Dentro da companhia, houve a necessidade de flexibilizar regras e criar produtos mais adequados à realidade dos moradores das periferias, diz Ivo Kanashiro, superintendente de sustentabilidade da Mapfre. “Na primeira versão, o projeto era cheio de travas. Fomos desconstruindo tudo”, recorda ele.
Kanashiro cita um exemplo: o seguro de proteção de bens usados exigia a apresentação das notas fiscais dos produtos – o que nem sempre era viável.
“Comprei um liquidificador da minha vizinha, não tenho nota fiscal. Mas a pessoa precisa do bem, por que não posso confiar nela?”, afirma Kanashiro.
A Mapfre percebeu ainda a possibilidade de engajar profissionais da própria comunidade.

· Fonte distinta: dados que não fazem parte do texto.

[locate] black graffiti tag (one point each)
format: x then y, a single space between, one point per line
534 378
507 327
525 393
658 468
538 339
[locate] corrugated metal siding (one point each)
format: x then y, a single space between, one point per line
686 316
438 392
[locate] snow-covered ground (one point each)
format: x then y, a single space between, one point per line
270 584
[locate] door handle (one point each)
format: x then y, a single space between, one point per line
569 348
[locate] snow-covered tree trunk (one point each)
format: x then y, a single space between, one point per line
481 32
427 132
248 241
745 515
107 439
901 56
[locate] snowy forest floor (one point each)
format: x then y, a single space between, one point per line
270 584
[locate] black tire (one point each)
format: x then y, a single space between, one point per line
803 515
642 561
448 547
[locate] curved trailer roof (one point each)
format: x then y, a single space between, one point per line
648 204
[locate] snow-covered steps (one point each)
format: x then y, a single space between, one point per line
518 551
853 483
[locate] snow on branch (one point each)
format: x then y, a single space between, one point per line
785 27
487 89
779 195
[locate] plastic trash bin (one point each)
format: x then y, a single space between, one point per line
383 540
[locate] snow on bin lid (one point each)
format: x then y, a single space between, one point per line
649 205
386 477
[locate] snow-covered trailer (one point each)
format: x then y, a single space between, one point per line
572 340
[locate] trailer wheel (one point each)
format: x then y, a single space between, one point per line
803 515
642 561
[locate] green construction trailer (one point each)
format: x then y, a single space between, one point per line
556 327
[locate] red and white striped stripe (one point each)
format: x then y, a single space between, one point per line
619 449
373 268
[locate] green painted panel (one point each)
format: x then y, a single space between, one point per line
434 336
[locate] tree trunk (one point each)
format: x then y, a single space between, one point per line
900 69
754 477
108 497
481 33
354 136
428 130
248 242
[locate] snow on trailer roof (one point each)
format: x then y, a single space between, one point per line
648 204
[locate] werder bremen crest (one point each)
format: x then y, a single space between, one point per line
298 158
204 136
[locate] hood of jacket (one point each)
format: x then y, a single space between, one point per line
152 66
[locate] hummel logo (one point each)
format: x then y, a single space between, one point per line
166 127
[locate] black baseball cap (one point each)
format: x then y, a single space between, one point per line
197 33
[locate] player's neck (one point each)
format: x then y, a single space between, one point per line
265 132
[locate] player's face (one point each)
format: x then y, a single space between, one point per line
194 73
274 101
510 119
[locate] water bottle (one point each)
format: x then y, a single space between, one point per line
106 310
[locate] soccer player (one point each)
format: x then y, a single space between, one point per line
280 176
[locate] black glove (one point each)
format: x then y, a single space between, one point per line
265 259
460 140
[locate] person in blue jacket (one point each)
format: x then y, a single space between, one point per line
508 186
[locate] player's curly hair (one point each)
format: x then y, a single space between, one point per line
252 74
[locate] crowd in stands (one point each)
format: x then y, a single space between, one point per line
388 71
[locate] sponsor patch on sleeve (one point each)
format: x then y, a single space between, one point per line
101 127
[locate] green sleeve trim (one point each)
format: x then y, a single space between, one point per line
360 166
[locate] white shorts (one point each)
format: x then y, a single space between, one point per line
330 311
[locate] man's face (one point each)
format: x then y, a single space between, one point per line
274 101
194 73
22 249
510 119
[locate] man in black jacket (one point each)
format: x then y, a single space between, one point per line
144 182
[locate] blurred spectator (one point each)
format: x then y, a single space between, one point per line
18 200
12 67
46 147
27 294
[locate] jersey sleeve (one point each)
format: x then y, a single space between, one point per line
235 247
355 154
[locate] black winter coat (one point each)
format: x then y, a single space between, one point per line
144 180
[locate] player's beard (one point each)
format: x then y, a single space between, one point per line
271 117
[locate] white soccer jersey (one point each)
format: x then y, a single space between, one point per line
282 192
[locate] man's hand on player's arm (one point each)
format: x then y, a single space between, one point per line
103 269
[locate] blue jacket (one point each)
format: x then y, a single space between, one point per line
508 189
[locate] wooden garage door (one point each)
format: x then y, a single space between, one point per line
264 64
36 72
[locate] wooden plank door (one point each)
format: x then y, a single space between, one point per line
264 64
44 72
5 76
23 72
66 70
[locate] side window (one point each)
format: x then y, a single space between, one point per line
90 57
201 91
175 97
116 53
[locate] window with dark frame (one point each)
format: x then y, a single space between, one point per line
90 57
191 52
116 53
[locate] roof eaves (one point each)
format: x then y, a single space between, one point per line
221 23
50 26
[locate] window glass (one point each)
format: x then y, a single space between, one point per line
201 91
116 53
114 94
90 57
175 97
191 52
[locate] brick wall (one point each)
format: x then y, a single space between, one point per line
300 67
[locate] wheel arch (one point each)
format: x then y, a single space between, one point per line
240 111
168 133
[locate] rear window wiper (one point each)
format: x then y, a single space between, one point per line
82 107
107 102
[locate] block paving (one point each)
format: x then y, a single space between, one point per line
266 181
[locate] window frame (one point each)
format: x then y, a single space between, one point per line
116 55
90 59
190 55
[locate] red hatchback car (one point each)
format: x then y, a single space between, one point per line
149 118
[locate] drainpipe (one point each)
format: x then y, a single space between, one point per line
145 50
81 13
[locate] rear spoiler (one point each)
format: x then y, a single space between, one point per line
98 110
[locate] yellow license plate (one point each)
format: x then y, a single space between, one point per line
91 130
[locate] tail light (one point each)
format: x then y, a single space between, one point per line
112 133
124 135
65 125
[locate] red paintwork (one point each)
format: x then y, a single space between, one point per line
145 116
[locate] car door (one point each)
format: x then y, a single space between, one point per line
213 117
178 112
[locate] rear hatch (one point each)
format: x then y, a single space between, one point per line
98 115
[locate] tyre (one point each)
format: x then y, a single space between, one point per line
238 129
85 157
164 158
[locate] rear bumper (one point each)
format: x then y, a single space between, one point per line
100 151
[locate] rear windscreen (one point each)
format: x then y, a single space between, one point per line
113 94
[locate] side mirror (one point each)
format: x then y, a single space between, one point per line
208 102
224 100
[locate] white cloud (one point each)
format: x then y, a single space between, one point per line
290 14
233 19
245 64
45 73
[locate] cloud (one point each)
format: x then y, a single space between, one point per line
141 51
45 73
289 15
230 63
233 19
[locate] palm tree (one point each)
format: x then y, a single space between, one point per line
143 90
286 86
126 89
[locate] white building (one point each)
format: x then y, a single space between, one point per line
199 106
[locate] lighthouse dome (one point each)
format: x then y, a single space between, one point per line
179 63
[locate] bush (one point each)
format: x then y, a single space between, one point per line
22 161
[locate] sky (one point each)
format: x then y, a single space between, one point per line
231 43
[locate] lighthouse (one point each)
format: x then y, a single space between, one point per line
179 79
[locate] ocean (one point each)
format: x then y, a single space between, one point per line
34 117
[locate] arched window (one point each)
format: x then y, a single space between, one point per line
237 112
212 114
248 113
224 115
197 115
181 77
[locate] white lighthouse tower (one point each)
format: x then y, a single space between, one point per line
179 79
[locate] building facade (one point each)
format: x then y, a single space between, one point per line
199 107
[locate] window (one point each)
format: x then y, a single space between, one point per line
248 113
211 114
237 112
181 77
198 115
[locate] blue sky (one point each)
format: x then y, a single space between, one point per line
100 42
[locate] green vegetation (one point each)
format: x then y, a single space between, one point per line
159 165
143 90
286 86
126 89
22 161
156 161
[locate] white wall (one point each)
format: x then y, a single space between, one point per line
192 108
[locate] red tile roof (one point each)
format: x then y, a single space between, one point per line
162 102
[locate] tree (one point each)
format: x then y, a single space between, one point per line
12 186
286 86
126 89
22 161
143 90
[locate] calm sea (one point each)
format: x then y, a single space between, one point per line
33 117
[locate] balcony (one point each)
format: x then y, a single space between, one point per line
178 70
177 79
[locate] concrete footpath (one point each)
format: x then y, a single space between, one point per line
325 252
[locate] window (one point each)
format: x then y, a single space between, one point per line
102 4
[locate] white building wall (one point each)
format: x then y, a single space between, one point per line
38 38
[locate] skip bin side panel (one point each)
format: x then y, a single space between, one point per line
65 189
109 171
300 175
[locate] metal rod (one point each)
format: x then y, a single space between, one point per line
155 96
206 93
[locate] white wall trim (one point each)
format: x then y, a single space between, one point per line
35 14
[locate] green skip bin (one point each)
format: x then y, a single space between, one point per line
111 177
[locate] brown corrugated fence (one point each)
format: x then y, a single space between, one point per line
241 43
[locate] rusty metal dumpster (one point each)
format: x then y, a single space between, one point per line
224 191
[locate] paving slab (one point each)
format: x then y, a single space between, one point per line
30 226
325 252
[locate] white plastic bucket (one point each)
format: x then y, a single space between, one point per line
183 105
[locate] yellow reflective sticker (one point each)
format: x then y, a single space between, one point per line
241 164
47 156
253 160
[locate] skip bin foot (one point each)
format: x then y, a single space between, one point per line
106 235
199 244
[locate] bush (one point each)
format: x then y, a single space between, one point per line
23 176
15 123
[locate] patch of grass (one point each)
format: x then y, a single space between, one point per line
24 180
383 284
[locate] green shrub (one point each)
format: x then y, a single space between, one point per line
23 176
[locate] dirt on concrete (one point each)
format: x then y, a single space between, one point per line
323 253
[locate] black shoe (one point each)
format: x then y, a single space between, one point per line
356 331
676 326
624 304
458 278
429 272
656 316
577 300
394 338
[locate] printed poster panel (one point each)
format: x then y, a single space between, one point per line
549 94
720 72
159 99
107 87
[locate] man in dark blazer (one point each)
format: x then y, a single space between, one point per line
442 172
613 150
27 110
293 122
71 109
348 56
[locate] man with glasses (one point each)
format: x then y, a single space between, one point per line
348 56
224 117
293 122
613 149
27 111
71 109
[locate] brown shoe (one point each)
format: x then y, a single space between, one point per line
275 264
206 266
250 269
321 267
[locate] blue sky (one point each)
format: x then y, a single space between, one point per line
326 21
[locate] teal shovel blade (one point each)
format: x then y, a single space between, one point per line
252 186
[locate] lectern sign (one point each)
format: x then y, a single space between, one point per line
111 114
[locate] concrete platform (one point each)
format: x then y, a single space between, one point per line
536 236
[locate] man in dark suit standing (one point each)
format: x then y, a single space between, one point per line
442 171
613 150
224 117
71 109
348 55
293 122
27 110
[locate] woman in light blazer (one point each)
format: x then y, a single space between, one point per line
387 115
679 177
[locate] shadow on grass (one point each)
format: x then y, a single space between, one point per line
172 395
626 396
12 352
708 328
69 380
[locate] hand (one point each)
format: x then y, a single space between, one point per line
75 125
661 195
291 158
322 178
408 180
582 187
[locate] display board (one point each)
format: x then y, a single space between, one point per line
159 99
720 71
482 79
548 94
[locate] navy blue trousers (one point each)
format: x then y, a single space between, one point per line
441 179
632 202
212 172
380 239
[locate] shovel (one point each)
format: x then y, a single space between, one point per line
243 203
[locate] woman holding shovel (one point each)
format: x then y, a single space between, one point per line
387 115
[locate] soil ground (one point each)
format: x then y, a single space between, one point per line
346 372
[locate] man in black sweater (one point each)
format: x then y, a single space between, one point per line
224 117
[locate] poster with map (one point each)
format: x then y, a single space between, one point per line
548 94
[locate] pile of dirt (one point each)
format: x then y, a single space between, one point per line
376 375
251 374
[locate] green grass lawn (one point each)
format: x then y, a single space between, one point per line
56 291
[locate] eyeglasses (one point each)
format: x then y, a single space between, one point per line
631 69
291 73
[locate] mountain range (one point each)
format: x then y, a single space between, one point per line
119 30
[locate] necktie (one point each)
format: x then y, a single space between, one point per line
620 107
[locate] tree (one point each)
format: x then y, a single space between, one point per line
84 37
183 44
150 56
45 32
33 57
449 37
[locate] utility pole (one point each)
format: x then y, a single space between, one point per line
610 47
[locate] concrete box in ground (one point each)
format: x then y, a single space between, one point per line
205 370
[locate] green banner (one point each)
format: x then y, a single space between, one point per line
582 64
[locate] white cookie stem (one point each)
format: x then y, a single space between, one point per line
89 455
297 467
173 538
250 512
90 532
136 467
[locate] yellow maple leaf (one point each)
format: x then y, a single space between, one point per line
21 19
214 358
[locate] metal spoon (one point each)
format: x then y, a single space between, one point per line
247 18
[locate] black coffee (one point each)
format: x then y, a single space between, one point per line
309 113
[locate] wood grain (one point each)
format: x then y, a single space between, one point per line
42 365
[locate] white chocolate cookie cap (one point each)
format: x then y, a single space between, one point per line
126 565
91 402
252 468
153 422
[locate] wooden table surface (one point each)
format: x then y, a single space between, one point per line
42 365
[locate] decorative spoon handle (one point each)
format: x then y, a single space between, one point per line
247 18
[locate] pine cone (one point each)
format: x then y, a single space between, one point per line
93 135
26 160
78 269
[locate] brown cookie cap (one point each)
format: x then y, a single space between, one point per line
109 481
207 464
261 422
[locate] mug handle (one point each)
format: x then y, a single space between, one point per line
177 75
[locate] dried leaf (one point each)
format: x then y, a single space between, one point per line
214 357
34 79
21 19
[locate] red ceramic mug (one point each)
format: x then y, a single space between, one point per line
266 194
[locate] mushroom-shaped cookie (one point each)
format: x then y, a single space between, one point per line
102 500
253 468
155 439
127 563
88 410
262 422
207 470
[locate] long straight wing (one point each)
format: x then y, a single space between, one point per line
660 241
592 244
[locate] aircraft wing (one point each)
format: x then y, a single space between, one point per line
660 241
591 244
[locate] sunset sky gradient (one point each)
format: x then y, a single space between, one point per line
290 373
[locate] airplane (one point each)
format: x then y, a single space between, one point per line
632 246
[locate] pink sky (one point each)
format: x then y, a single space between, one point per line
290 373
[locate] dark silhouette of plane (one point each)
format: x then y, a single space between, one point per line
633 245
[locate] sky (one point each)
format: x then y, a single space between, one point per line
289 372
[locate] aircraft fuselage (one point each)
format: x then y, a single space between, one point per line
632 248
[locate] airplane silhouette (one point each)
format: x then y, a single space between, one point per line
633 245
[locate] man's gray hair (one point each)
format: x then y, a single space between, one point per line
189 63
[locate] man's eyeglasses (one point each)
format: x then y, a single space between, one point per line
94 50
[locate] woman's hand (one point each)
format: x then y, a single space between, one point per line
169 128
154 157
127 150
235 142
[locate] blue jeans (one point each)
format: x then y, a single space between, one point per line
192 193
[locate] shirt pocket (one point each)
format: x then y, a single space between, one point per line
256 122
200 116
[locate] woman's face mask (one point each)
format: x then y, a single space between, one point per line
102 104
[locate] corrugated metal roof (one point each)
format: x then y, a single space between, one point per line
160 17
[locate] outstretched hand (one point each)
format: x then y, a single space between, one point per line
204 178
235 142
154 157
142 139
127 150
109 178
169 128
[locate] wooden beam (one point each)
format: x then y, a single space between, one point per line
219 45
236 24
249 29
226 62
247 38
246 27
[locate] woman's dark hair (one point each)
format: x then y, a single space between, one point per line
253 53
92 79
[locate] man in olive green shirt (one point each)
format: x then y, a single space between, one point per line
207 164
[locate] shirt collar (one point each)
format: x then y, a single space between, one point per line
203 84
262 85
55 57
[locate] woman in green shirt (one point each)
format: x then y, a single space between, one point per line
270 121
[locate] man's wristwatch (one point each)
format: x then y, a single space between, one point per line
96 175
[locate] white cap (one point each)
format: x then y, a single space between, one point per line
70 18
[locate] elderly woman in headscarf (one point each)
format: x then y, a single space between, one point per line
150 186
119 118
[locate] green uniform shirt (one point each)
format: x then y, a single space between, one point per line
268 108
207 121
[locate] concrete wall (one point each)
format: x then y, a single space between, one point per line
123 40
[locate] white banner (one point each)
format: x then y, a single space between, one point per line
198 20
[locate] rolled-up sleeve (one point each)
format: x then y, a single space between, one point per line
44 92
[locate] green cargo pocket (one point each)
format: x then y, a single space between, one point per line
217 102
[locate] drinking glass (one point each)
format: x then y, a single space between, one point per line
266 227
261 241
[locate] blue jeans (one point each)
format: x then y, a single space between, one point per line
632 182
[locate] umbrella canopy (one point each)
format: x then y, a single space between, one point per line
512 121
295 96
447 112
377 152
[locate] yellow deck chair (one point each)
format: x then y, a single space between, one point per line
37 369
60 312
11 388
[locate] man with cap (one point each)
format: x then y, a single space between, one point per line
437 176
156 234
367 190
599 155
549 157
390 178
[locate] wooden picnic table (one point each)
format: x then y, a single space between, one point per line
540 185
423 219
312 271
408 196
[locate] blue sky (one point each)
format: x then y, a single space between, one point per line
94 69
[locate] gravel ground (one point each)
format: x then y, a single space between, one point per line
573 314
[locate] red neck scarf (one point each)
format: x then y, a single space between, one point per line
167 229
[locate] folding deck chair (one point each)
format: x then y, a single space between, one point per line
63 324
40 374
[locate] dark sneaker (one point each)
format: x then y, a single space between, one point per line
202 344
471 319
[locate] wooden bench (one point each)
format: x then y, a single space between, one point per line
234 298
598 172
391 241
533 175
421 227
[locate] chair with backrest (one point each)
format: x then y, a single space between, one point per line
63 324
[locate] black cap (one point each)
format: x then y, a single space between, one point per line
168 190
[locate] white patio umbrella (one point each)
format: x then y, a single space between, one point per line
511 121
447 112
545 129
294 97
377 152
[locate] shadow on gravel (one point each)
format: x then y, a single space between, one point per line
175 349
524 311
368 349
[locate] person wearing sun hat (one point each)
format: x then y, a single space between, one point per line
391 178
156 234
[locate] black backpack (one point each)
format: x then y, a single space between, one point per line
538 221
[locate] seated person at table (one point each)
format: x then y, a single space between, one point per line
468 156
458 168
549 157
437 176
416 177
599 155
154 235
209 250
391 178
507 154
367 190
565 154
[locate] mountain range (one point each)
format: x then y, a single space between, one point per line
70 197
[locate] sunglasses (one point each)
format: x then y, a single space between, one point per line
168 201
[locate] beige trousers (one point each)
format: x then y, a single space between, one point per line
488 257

Um exemplo: um encanador que já é prestador de serviços da empresa e mora na favela pode atender seus vizinhos – o microsseguro empresarial prevê assistência gratuita de profissionais como eletricista, chaveiro e vidraceiro, além de atividades como reparo de ar condicionado, eletrodomésticos, tapumes, entre outras.
“Em Paraisópolis, tem muito prestador de serviço que já trabalha com a Mapfre, mas atendendo outros públicos, não o pessoal daqui”, explica Fátima Lima.
“Quando a gente for para outras comunidades, a gente vai fazer exatamente esse trabalho de identificação de prestadores de serviço locais que possam também atender a região de forma rápida”, acrescenta ela.
Quebrando preconceitos
A incursão na favela também serviu para desmistificar preconceitos. A Mapfre começou o piloto de Parelheiros com os famosos “pastinhas”, termo utilizado no mercado para se referir aos vendedores de seguros.
A companhia capacitou quatro moradores, mas a iniciativa não deu certo. “O que eu mais ouvia era: ‘A seguradora nunca veio aqui, por que eu vou confiar num corretor agora?’ Não teve adesão”, afirma Kanashiro.
A Mapfre temia também a possibilidade de muitos casos de fraudes ou ainda de alta sinistralidade – mas nenhuma dessas situações aconteceu ao longo do desenvolvimento do piloto, segundo Fátima Lima.
“A gente percebeu uma espécie de autorregulação local. Se acontecer algum sinistro, a geração de renda para, as pessoas não tem como botar comida na mesa ou pagar as contas que eles precisam”, afirma.